The Twelve

The series of monologues and sketches entitled The Twelve hearkens back to the earliest days of His Company. In fact, it was the process of writing, casting, rehearsing and performing these twelve pieces that (humanly speaking) caused His Company to be formed in the first place.

Just why I wrote the monologue for the apostle Peter, The Scarred Rock, back in the early months of 1985 I can’t say. But once it was completed, I handed it to the pastor for his thoughts on using the seven-minute sketch in one of our Sunday morning services. His response was both understated and ambitious. He not only liked the idea, but suggested that I write eleven more—one for each disciple—and he would schedule a series of sermons to match: one per week for three months.

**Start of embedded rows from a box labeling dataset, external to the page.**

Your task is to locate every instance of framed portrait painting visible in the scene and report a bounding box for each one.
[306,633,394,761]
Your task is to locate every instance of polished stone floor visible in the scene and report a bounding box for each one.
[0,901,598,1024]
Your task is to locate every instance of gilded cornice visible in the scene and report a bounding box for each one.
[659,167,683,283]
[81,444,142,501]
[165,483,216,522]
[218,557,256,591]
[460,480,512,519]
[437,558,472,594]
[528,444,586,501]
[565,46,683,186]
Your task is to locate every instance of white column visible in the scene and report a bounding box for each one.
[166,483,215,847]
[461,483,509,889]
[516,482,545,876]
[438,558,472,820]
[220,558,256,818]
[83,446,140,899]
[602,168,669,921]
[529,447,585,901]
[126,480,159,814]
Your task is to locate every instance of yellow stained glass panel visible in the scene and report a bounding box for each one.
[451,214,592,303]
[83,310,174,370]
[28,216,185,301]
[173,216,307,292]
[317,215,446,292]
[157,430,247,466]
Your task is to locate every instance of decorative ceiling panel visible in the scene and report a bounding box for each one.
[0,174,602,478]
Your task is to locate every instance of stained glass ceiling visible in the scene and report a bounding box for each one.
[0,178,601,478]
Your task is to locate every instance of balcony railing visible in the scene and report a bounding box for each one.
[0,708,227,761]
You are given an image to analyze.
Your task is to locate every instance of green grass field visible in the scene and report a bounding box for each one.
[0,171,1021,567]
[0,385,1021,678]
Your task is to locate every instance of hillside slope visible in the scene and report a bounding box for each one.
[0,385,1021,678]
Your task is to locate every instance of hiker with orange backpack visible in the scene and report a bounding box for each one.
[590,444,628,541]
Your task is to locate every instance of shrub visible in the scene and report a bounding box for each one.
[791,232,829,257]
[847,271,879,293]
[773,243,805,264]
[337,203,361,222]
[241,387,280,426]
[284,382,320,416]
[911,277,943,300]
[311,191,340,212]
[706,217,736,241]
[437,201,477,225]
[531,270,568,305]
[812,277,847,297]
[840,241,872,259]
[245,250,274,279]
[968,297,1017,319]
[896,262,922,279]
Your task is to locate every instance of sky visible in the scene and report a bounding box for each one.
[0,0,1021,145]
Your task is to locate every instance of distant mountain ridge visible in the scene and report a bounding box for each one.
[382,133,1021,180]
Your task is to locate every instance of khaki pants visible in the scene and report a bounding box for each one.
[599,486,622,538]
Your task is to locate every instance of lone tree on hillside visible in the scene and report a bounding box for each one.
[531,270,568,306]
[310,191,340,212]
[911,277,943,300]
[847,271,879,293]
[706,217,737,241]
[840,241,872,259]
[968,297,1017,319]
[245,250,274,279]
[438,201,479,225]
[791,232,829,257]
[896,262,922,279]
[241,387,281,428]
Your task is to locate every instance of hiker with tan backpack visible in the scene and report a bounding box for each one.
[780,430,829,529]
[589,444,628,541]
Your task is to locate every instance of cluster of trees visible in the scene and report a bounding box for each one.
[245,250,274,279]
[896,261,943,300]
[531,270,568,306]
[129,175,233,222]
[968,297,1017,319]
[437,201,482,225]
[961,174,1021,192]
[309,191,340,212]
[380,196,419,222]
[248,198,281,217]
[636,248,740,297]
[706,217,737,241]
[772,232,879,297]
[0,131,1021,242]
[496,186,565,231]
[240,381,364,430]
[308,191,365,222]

The proposition was both exciting and frightening. As unofficial assistant to our Music Minister, I had been writing narration and dialogue for our musical productions for several years, but I quickly saw that this would be a challenge of a different stripe. Not only would I need to be doing a lot of writing, but I would also have to line up actors and schedule overlapping rehearsals for all the sketches.

But the commission was accepted, and a schedule quickly worked out. I cast The Scarred Rock and began an eight-week schedule of rehearsals for that play. I established a routine that had me continuing to write the succeeding plays in their order, while directing the next to be performed. In the middle of each play’s rehearsal schedule, I would cast and begin rehearsals for the next. On Sunday morning, August 11, 1985, The Scarred Rock was performed, and for the next eleven weeks a new sketch was performed every Sunday morning. At the time that the first sketch was being performed, the last in the series had not even been written.

Though some have performed these twelve pieces in one production, they stand well on their own, used in support of a pastor's message or special music. If you do wish to perform them all together, in one production, we suggest you do The Sword Conquered by Love last, as in his monologue Simon mentions each of the other disciples.